宁祈也终于松了一口气,朝他挥了挥手。她目送着他迈出了殿门,自己伸了个懒腰,正要回去好好歇息,却骤然被几声锐利的尖叫刺穿耳膜。
哀叫声迭起,紧接着是侍从们慌乱的声音:
“殿下!您没事吧殿下!”
“快……快把这猫给打死!”
宁祈慌乱地转身,循着声音望过去,只见宋成思胳膊上、腿上出现几处锐利的划痕,看来应当是被猫给抓的。
而那猫动作极其顺溜,狠狠地抓挠过宋成思之后,“嗖——”的一下便隐没在漆沉的夜幕之中,再无踪影。
因此她只看到,那是一只纯黑的小猫。
是……宋怀砚的猫!
宁祈鼻息一乱,眼皮剧烈地抽动起来,似是预感到有什么不好的事情将要发生。
远远地,她听到宋成思怒气冲冲,咬牙切齿道:“拿鞭子来,去冷宫!本殿这次绝不会放过他!”
冷宫……
“完了,宋怀砚又要倒霉了。”宁祈喃喃道。
突然想到了什么,她传声问环玉:“宫中的鞭子……打的重么?”
环玉一下子就明白过来,她是因自己下午所言心怀顾虑。毕竟,世上有人希望在古代遥远的时空偏安一隅,却不会有人想在此断送了现实的生命。
它忖度着宁祈的担忧,存了几分私心,刻意夸大了事情的严重性,煞有介事道:
“鞭刑……那可是宫中最为狠辣的刑罚之一,打几下便是皮开肉绽,鲜血淋漓,搞不好很容易出人命的!”
宁祈呼吸一窒,眼睫飞速乱眨一瞬,声音渐渐低下去:“可他应当也不敢随便打死宋怀砚吧……”

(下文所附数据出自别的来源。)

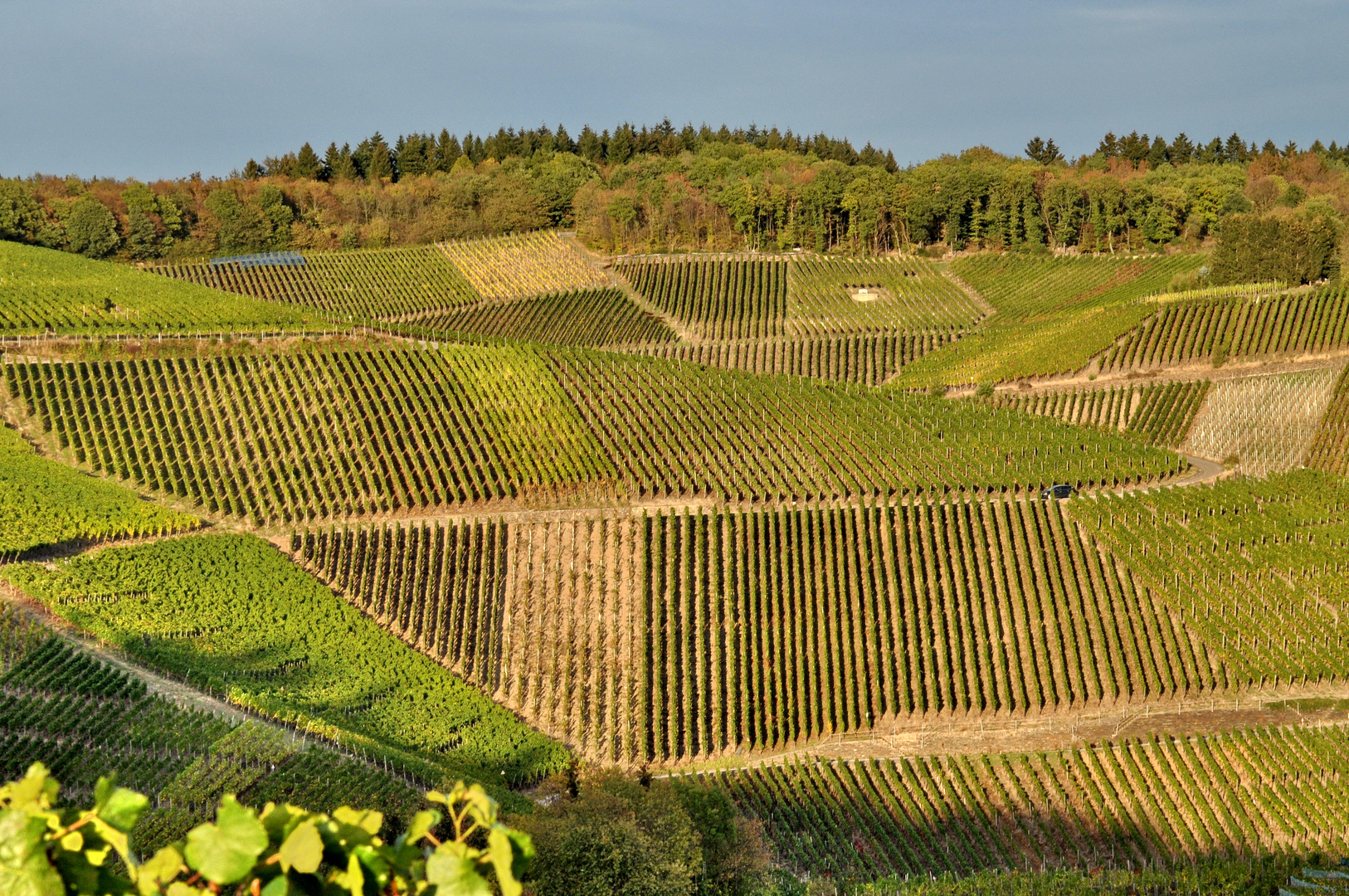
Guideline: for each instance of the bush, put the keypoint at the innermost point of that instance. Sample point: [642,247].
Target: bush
[1290,247]
[51,852]
[90,227]
[611,834]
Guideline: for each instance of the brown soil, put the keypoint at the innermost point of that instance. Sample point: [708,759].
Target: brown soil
[935,734]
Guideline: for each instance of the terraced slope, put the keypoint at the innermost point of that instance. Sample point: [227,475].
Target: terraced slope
[1161,413]
[368,285]
[234,614]
[43,290]
[1165,799]
[579,318]
[715,297]
[43,502]
[1264,327]
[825,296]
[1266,421]
[665,637]
[1053,314]
[82,719]
[317,433]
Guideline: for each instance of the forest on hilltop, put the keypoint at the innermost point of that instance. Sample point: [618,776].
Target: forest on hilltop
[660,189]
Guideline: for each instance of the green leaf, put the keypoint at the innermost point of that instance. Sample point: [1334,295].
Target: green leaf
[303,850]
[353,879]
[158,869]
[278,885]
[368,821]
[501,850]
[36,791]
[422,823]
[455,874]
[118,806]
[226,850]
[25,869]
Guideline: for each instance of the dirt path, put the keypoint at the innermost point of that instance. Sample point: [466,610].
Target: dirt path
[1181,373]
[174,691]
[969,290]
[972,734]
[606,267]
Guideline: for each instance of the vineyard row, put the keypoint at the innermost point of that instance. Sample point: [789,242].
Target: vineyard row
[681,635]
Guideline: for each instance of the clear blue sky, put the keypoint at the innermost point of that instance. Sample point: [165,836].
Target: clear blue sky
[166,88]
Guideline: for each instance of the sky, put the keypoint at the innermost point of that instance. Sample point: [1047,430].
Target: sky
[161,90]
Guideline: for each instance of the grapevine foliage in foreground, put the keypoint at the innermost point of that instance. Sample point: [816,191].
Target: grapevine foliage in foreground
[284,849]
[46,290]
[82,719]
[194,607]
[43,502]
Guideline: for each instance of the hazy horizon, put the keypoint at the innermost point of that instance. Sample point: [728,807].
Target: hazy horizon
[161,90]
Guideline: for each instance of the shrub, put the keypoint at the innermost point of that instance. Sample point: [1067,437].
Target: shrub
[50,852]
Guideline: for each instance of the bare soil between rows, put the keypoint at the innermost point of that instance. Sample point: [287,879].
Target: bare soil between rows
[1067,729]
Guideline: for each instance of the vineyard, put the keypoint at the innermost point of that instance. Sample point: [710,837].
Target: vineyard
[1266,421]
[713,297]
[1332,441]
[305,435]
[191,607]
[1053,314]
[523,265]
[1139,801]
[368,285]
[1161,413]
[665,637]
[84,718]
[1256,329]
[43,502]
[47,292]
[825,296]
[314,435]
[676,430]
[1252,567]
[868,359]
[540,523]
[579,318]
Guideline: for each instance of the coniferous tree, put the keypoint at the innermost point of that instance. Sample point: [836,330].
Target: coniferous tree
[447,151]
[588,146]
[562,140]
[338,163]
[1042,151]
[306,163]
[1159,153]
[373,159]
[1181,149]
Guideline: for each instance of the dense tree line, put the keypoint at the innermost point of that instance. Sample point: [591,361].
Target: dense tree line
[417,154]
[657,189]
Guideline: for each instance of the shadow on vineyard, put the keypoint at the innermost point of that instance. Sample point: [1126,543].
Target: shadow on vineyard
[696,525]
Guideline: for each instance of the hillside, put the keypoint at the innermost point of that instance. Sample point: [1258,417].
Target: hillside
[547,521]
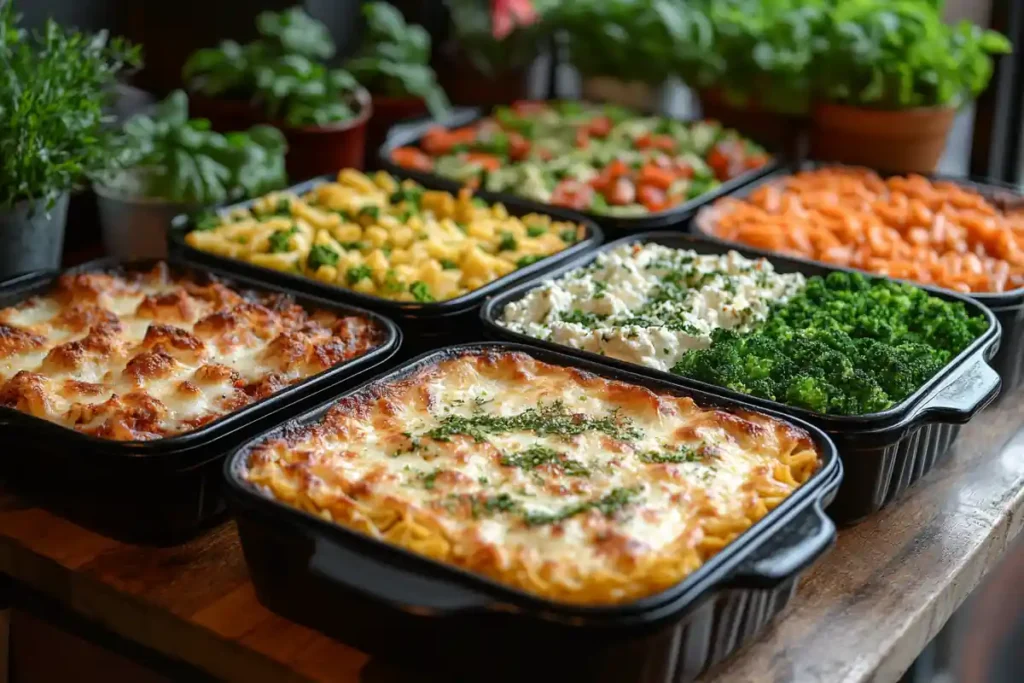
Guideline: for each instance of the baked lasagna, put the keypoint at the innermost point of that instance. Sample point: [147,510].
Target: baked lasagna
[545,478]
[138,355]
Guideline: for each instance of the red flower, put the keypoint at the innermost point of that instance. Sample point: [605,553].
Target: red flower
[507,14]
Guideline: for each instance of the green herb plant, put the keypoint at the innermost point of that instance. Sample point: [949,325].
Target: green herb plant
[54,85]
[394,59]
[765,51]
[604,39]
[282,72]
[181,160]
[896,54]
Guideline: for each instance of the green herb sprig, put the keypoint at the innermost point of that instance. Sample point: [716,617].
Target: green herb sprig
[54,85]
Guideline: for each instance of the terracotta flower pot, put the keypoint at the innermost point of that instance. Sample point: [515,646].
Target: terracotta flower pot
[901,140]
[387,112]
[778,132]
[314,151]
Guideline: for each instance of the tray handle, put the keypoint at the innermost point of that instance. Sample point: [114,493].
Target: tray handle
[408,591]
[962,395]
[803,539]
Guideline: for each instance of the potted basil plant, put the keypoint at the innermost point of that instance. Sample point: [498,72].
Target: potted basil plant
[891,80]
[766,51]
[171,164]
[615,65]
[393,63]
[53,87]
[282,79]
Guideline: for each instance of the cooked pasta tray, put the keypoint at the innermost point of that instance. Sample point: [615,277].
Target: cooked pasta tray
[545,478]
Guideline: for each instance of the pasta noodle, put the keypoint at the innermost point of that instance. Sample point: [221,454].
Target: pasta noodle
[545,478]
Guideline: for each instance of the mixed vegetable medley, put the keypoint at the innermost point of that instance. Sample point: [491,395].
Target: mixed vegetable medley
[600,159]
[844,344]
[376,236]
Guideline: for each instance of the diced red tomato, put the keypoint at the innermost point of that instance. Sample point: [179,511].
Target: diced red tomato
[652,198]
[572,195]
[489,162]
[413,159]
[518,146]
[656,177]
[616,168]
[662,142]
[683,170]
[436,141]
[523,107]
[622,191]
[599,126]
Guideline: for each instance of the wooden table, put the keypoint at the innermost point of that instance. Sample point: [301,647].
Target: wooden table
[863,613]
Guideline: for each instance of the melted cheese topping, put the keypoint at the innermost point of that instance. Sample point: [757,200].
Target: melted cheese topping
[543,477]
[140,355]
[650,304]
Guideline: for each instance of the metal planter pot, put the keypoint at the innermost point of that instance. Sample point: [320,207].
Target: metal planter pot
[32,237]
[135,227]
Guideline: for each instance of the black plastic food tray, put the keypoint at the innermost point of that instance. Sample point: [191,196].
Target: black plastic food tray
[411,135]
[392,602]
[425,326]
[1007,306]
[165,489]
[883,453]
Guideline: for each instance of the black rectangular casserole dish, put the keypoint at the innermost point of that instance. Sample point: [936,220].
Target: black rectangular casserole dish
[164,489]
[389,601]
[613,225]
[1007,306]
[424,326]
[883,454]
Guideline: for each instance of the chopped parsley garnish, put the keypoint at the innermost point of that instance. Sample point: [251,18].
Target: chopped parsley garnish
[207,221]
[430,478]
[527,260]
[608,505]
[508,243]
[536,456]
[411,195]
[683,454]
[356,273]
[553,419]
[322,255]
[280,241]
[421,291]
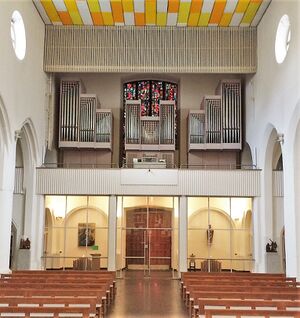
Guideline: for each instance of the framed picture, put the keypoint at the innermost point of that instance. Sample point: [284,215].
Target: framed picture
[86,234]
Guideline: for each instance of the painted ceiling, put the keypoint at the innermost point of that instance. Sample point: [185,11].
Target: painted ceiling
[189,13]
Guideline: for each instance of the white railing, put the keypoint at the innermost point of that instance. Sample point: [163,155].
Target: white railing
[172,182]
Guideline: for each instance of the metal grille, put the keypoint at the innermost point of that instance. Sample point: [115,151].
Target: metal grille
[212,108]
[103,126]
[150,49]
[69,105]
[197,127]
[150,131]
[167,123]
[231,111]
[132,122]
[87,119]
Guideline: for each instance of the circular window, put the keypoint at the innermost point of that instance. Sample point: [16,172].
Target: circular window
[17,33]
[283,37]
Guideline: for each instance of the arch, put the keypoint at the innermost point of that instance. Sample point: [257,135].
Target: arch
[222,212]
[246,157]
[84,207]
[29,142]
[5,130]
[277,156]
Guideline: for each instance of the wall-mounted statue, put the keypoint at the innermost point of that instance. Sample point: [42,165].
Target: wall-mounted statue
[25,244]
[210,235]
[271,247]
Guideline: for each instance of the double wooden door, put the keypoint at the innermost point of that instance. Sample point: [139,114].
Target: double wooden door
[148,238]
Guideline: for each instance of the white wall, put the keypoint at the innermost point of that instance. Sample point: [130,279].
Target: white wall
[22,91]
[272,98]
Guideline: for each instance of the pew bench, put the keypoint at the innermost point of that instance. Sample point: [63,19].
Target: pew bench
[55,312]
[204,304]
[239,313]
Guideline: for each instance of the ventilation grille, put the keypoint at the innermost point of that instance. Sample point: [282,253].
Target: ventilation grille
[150,49]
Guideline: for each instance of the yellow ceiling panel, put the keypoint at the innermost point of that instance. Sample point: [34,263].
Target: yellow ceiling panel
[204,19]
[93,5]
[242,6]
[65,17]
[50,10]
[73,11]
[251,11]
[139,18]
[173,6]
[128,5]
[161,18]
[226,19]
[217,12]
[97,18]
[150,7]
[117,10]
[190,13]
[184,10]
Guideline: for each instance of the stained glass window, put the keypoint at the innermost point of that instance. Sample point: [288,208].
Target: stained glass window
[150,93]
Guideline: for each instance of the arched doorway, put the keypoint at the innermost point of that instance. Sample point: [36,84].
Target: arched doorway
[147,234]
[230,221]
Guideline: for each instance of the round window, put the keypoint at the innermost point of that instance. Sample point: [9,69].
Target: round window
[17,33]
[283,37]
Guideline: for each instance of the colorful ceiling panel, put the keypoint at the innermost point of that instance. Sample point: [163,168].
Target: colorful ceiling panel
[191,13]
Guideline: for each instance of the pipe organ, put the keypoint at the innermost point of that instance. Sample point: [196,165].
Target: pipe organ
[149,132]
[217,125]
[82,124]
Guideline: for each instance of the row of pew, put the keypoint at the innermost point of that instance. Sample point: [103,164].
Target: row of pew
[82,294]
[240,295]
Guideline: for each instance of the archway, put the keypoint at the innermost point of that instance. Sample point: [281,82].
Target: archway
[25,216]
[246,157]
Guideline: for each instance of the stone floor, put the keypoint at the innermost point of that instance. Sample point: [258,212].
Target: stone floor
[156,296]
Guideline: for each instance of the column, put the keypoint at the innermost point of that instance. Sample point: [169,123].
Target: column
[183,221]
[258,237]
[7,176]
[38,234]
[291,205]
[6,200]
[112,234]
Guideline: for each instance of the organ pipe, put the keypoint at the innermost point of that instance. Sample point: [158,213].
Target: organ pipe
[82,124]
[221,117]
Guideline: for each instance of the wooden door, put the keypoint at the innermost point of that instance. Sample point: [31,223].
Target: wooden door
[148,236]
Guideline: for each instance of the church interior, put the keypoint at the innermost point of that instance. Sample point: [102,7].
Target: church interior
[151,136]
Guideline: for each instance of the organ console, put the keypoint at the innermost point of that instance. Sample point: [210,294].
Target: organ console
[217,125]
[82,123]
[149,132]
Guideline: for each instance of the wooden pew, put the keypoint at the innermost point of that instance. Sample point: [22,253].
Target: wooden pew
[209,313]
[84,312]
[204,304]
[194,304]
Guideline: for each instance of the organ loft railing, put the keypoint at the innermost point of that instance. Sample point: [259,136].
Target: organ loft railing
[217,125]
[82,123]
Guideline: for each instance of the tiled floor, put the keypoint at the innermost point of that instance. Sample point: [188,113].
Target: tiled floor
[157,296]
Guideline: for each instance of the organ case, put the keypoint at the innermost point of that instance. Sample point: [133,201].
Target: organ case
[82,124]
[217,126]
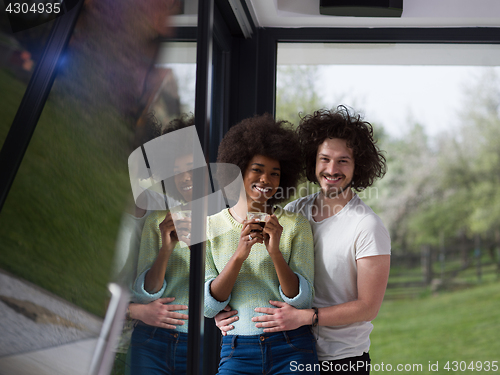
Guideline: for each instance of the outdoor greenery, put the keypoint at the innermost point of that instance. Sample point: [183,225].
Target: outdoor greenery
[59,223]
[459,326]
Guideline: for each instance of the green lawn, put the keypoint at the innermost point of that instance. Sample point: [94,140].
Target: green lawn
[457,326]
[59,223]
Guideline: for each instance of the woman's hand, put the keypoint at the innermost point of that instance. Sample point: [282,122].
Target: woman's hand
[169,236]
[183,228]
[249,238]
[272,234]
[282,318]
[224,319]
[159,314]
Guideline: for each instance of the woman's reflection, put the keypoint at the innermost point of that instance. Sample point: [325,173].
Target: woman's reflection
[159,339]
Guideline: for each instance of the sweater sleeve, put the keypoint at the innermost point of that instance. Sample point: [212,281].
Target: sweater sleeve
[302,263]
[150,245]
[212,306]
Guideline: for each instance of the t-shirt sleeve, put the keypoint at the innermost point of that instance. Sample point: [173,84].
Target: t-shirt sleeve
[373,238]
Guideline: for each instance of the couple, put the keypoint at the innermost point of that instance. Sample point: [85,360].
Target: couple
[351,245]
[247,268]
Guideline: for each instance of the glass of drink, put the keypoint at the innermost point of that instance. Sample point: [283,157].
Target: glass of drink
[261,216]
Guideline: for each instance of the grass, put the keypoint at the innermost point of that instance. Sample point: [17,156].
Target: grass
[59,223]
[457,326]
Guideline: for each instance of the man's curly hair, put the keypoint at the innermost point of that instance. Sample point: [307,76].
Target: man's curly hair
[263,135]
[370,163]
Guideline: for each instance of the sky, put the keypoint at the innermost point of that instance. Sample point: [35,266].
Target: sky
[398,96]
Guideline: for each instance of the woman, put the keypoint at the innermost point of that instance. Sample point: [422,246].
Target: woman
[247,266]
[163,269]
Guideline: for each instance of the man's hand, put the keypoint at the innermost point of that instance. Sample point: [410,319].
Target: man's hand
[159,314]
[283,318]
[224,319]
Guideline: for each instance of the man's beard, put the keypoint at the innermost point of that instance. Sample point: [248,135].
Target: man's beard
[335,192]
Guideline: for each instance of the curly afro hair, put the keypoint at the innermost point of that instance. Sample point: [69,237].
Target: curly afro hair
[370,163]
[263,135]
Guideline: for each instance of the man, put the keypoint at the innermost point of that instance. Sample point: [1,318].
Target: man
[352,246]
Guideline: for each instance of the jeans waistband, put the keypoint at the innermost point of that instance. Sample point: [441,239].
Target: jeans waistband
[285,336]
[163,331]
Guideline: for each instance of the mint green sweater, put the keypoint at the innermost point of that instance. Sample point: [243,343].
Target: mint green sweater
[257,282]
[176,282]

“那谁知道呢,”环玉重重地叹了一口气,“此番是宋怀砚的猫惹事在先,惩戒是情理之中。二皇子权势滔天,宋怀砚可是皇上最厌恶的皇子,在宫中早被欺辱惯了,命恐怕比奴才还卑贱……即使是说用刑中不小心打死了他,皇上恐怕也只是轻罚,又有谁敢论二皇子的罪呢?”
话音落下,宁祈的一颗心脏,骤然开始狂跳起来。
她本就不想同宋怀砚有再多的牵扯,他的生死也本与自己无关,可他的性命关系到自己的一条小命诶……
夜色又沉了几分,如同一团化不开的浓墨,沉甸甸的压得人喘不过气。
宁祈望向远处隐没在阴影中的宫墙,心下暗暗地想,她得抓紧时间去趟冷宫。
宋成思是坐轿子来的,还要再经一番包扎处理的折腾,若是她赶的快……应当可以比他先到。
宁祈暗自攥紧了衣袖,掌间洇出一层细细的薄汗,浸湿了轻透柔软的衣料。
殿外,宋成思怒火未消,侍从们心下大骇,惶惶地围上前来,手忙脚乱地为他包扎伤口,一时间乱作一团。
现在……就是最好的时机!
宁祈平定呼吸,趁乱悄无声息地走到殿门口,绕过了宋成思的轿子和一众侍从,神不知鬼不觉地离开了毓灵殿。
寂寂长夜,一袭素雅的长裙就这样消失在溶溶夜色之中,无人察觉。
一路疾奔,宁祈很快便来到了冷宫。
冷宫破旧的木门大开着,萧瑟的晚风急涌而出,黑夜中阴森气弥漫开来。敞开的大门死气沉沉,好似将人吞噬入腹的深渊巨口。